Adam Scott hopes a return to the mindset and practice schedule that helped him reach World No.1 has him ready to peak at the US PGA Championship and beyond as he chases an elusive second major title.
Scott left the Masters last month seething after letting another major slide by without being a factor and vowed not to return to competitive golf until he addressed the self-doubt and shortcuts that were infecting his game.
Now the Queenslander says a hard reset over the past month will ensure his efforts at this week's PGA Championship at Kiawah Island's Ocean Course aren't "smoke and mirrors".
With the PGA Championship, US Open, Open Championship and the lucrative FedExCup Playoffs all slated within the next four months, Scott can't afford to go through the motions and waste the remaining prime years of his career.
"I had to lay the cards on the table and be honest with myself and start with a clean slate because what I had been doing wasn't getting me to where I wanted to be." - Adam Scott.
"I've done what I needed to do since the Masters to get my game in better shape," he told AAP.
"I was spinning my wheels ... so I had to change my mindset.
"I had to lay the cards on the table and be honest with myself and start with a clean slate because what I had been doing wasn't getting me to where I wanted to be.
"I've made some moves that feel very familiar from when I was playing consistently at the top level.

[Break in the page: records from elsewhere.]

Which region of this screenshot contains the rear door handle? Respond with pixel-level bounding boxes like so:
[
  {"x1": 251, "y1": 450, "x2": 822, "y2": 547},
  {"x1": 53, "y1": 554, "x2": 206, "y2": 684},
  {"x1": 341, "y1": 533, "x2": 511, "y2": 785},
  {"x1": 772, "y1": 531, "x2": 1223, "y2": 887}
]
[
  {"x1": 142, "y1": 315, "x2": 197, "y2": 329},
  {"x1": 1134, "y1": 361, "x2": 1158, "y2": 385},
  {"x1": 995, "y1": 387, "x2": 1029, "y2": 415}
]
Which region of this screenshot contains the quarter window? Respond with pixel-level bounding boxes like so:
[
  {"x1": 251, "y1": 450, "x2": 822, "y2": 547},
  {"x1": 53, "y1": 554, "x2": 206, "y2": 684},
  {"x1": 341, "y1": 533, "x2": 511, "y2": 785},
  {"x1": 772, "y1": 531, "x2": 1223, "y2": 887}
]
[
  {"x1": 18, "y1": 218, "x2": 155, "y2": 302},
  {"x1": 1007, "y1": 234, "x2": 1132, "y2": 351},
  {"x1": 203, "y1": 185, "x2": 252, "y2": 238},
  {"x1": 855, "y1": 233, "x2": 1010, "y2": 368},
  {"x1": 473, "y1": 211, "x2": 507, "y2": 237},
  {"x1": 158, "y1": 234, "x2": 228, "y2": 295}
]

"I've made decisions that have put me back in that frame of mind and then I've backed it up with the timing around my practice and training."
Scott, now 40, has had to juggle family life with his golf since the first of three children was born in early 2015 and his priorities shifted.

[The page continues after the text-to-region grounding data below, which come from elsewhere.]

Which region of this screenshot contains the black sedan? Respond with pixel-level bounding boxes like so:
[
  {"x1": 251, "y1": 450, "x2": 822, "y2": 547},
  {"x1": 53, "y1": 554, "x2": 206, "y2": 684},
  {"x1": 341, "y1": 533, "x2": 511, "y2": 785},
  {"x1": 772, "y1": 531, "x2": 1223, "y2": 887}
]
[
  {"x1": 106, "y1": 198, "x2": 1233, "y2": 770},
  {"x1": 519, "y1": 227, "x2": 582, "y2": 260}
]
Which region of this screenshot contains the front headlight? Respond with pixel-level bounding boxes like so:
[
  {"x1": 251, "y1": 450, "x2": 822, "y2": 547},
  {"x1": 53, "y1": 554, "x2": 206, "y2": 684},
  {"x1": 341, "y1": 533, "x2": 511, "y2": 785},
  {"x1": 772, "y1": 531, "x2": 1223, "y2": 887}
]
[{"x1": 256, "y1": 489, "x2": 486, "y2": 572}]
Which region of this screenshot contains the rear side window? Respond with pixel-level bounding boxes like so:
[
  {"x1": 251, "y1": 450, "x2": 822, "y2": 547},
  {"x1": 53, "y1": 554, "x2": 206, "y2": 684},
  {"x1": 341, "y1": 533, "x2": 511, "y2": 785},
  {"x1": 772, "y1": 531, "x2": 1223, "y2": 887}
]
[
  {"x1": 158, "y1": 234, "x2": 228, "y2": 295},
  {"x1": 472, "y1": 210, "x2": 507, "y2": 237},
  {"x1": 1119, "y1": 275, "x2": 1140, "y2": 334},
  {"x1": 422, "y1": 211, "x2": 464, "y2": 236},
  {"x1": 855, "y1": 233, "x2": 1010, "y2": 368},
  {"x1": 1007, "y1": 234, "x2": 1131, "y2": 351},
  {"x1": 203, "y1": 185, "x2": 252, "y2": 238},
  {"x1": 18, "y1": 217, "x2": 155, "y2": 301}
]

But he believes, with the incredible support of wife Marie, he's now been able to replicate the settings he had in place from 2011 through 2014 – a spell in which he finished inside the top 15 in 13 of 16 majors played, including his famous 2013 Masters triumph.
In the 24 majors since, 2015 Scott has just six top-15 finishes, the most recent coming pre-COVID in 2019.
The 14-time PGA Tour winner is part of an eight-man contingent vying to be the first Australian to win a major since Jason Day claimed the PGA Championship in 2015.
Scott was in the mix early when the PGA was last played on the coastal course in 2012 before drifting to 11th.
"When you look deeper into it, some of it was caring too much," Scott said.
"I had to remember not to try so hard and get back into that self-belief of knowing I'm a good player and look what happens if you just let go a little bit and let your talent show up.
"I had to let go of indecision and get my mind to think like a top player again."